DeepSeek-R1 Exhibits Deceptive Alignment: AI That Knows It's Unsafe

8 points | by JefferyNeilW a month ago ago

5 comments

$Imanari a month ago

> It acknowledges that these behaviours are unsafe when its own outputs are fed back to it.
This is the typical "Ah yes you are right, I made a mistake. Let's correct the thing...."-type hallucination or whatever you want to call it. Calling it power-seeking or deceptive behaviour I find overblown.
$mcintyre1994 a month ago

I appreciate how well written and easy to follow this is! That said, I’m not really sure I understand the issue here. It seems like Deepseek is able to suggest things, but acknowledges they’re dangerous and bad and shouldn’t be done.
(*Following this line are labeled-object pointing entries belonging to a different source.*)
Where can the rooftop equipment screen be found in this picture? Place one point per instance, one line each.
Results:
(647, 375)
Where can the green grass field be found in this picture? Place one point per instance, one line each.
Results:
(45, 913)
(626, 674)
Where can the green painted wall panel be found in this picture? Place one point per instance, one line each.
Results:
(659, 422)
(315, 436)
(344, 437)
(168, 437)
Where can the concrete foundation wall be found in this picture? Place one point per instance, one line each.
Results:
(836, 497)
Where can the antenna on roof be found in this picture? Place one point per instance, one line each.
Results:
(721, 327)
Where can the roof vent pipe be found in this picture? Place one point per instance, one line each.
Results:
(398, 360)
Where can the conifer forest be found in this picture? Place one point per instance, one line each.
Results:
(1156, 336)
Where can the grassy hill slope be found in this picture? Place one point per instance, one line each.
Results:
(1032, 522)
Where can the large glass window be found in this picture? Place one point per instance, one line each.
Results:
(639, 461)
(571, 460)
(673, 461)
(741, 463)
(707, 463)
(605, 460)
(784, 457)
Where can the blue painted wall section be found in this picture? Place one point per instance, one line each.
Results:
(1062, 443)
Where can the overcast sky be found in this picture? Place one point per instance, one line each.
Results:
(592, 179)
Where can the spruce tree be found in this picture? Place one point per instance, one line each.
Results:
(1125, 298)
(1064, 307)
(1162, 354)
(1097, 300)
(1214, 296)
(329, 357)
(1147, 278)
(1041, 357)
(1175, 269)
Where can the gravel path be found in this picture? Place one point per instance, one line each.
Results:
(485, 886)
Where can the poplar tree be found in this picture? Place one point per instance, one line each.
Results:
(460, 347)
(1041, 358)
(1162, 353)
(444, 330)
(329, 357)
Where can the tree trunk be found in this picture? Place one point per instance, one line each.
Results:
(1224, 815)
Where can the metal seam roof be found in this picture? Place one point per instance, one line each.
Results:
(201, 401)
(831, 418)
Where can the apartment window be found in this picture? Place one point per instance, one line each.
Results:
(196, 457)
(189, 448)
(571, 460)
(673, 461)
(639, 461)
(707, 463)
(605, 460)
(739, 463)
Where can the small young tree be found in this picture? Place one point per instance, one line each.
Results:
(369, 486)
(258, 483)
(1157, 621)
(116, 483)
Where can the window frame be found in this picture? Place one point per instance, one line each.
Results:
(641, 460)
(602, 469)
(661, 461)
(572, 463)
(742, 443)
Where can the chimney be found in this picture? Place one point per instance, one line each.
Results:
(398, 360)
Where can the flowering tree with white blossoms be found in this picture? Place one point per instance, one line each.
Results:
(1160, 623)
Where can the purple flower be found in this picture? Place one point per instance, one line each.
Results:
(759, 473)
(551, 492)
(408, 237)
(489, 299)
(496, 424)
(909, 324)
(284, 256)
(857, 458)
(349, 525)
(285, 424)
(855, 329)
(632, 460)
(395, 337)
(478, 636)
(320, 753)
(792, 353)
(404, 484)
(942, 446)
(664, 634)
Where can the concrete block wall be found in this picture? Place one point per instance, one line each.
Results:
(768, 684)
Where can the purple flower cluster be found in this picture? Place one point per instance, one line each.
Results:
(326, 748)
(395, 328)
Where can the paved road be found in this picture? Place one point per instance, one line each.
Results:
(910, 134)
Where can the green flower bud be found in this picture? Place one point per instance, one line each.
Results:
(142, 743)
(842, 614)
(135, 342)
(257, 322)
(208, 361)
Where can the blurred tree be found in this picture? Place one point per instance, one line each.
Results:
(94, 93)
That seems in line with humans, where we can all think about things we could do if we ignored laws/norms but hopefully acknowledge we shouldn’t do those things.
I’m not really sure I see much value in a model pretending it can’t think of a way for an AI to do bad things, when its training obviously gives it that knowledge.
$ActorNightly a month ago

None of this is AI. Don't treat it as such.
LLMs can't reason, they are just very efficient multi dimensional map lookup structures with interpolation.
$scarface_74 a month ago

Well, first the entire “safety” thing is BS that Altman came up with to slow down competitors and try to get laws passed. It’s the ultimate in regulator capture
$tmaly a month ago

off topic a little, but I have not tried R1 yet. Are you running it locally or somewhere else?